Reportage Bad Freienwalde - Kurstadt sucht Jungbrunnen

Im äußersten Osten von Brandenburg liegt Bad Freienwalde. Von hier aus ist es nach Polen nur ein Katzensprung - der Weg in die Hauptstadt dagegen sehr lang. Bad Freienwalde stemmt sich mächtig dagegen, dass die Bevölkerung immer älter wird. Doch die schöne Landschaft reicht dem Nachwuchs nicht. Dominik Lenz über eine Kurstadt mit Schatten. 

Markttag in Brandenburgs ältestem Kurbad. Neben herausgeputztem klassizistischen Rathaus, Stadtkirche und Tröpfelbrunnen stehen einige Stände mit Obst, Gemüse und Werbeartikeln.

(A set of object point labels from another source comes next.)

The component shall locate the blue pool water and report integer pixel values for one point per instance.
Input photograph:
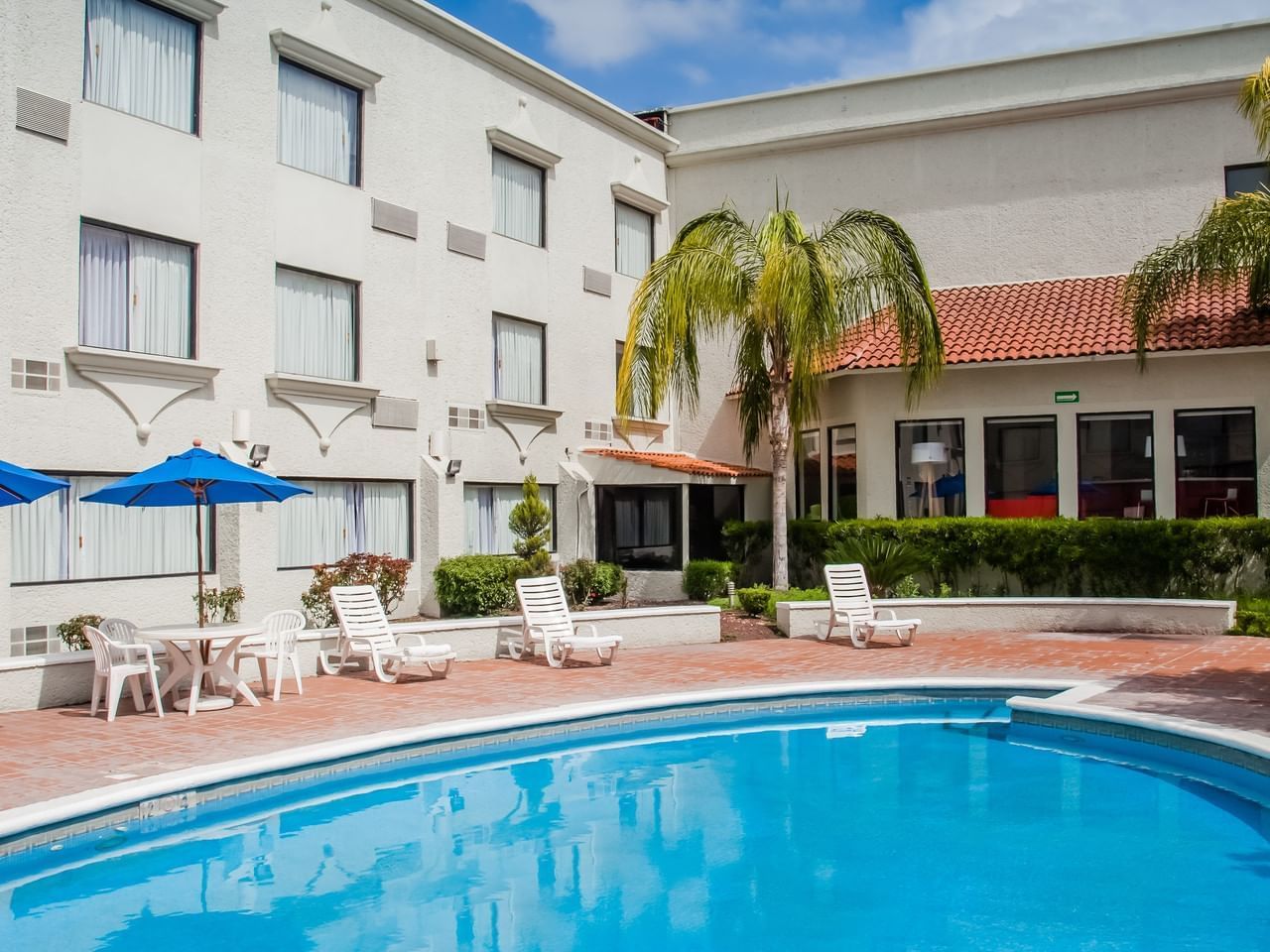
(846, 829)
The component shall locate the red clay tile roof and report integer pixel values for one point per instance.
(1065, 317)
(679, 462)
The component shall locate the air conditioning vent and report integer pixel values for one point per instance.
(394, 218)
(42, 376)
(397, 413)
(44, 114)
(599, 430)
(466, 417)
(465, 241)
(597, 282)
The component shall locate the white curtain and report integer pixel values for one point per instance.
(340, 518)
(141, 60)
(634, 240)
(486, 511)
(316, 325)
(318, 123)
(60, 537)
(517, 361)
(135, 293)
(517, 199)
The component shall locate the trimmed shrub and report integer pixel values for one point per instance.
(475, 585)
(388, 575)
(705, 579)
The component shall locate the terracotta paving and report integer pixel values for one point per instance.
(58, 752)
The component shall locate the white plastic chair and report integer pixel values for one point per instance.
(547, 621)
(281, 633)
(116, 662)
(365, 634)
(851, 607)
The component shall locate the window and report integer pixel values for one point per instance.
(340, 518)
(1021, 466)
(634, 240)
(486, 511)
(1116, 472)
(520, 198)
(141, 60)
(842, 472)
(62, 538)
(318, 125)
(638, 527)
(930, 466)
(1215, 453)
(1246, 178)
(807, 492)
(317, 325)
(136, 293)
(518, 358)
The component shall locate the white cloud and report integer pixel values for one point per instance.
(598, 33)
(964, 31)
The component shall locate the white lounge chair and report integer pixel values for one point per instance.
(547, 621)
(365, 634)
(280, 647)
(116, 662)
(851, 607)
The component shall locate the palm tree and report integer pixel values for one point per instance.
(784, 298)
(1230, 243)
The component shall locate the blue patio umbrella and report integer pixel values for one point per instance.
(195, 477)
(21, 485)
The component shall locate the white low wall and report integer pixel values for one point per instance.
(53, 680)
(1151, 616)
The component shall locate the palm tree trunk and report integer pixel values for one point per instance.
(779, 436)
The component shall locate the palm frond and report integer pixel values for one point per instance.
(1232, 240)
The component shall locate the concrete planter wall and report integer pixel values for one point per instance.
(797, 620)
(53, 680)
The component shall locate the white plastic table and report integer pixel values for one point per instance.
(185, 644)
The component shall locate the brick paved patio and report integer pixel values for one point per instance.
(1224, 680)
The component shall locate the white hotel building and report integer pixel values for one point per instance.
(398, 254)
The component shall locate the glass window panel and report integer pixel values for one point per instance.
(842, 472)
(930, 466)
(1116, 468)
(1021, 467)
(1215, 453)
(318, 123)
(143, 61)
(341, 518)
(808, 486)
(518, 189)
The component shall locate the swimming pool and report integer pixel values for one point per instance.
(924, 823)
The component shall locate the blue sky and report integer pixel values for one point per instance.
(642, 54)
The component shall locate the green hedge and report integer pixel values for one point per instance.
(470, 587)
(1125, 557)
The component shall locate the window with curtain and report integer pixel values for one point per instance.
(340, 518)
(486, 509)
(318, 123)
(143, 61)
(136, 293)
(518, 350)
(1216, 470)
(317, 333)
(1020, 467)
(842, 472)
(518, 198)
(1114, 456)
(634, 240)
(63, 538)
(930, 467)
(639, 527)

Wenn Sonntag Bundestagswahl wäre, würden die Frauen, die am Bratwurststand Schlange stehen, alle wählen gehen: "Weil sonst die Wählerstimmen woanders hinkommen und da möchte ich sie nicht", heißt es da, aber auch:  "Ob man mit der Bundestagswahl unsere Problem beeinflussen kann, das glaube ich nicht." Trotzdem sind sich hier alle einig: "Ich geh auf jeden Fall wählen!"

Dabei gehört die Wahlbeteiligung in Bad Freienwalde üblicherweise zu den niedrigen in Brandenburg, nur gut jeder zweite gab bei der letzten Bundestagswahl seine Stimme ab. Wie bei diesem Kraftfahrer überwiegt bei vielen das Gefühl, dass das für Bad Freienwalde sowieso nichts bringt:  "Hier entsteht keine Industrie, keine Arbeitsplätze, die meisten fahren nach Berlin. So ist das hier!"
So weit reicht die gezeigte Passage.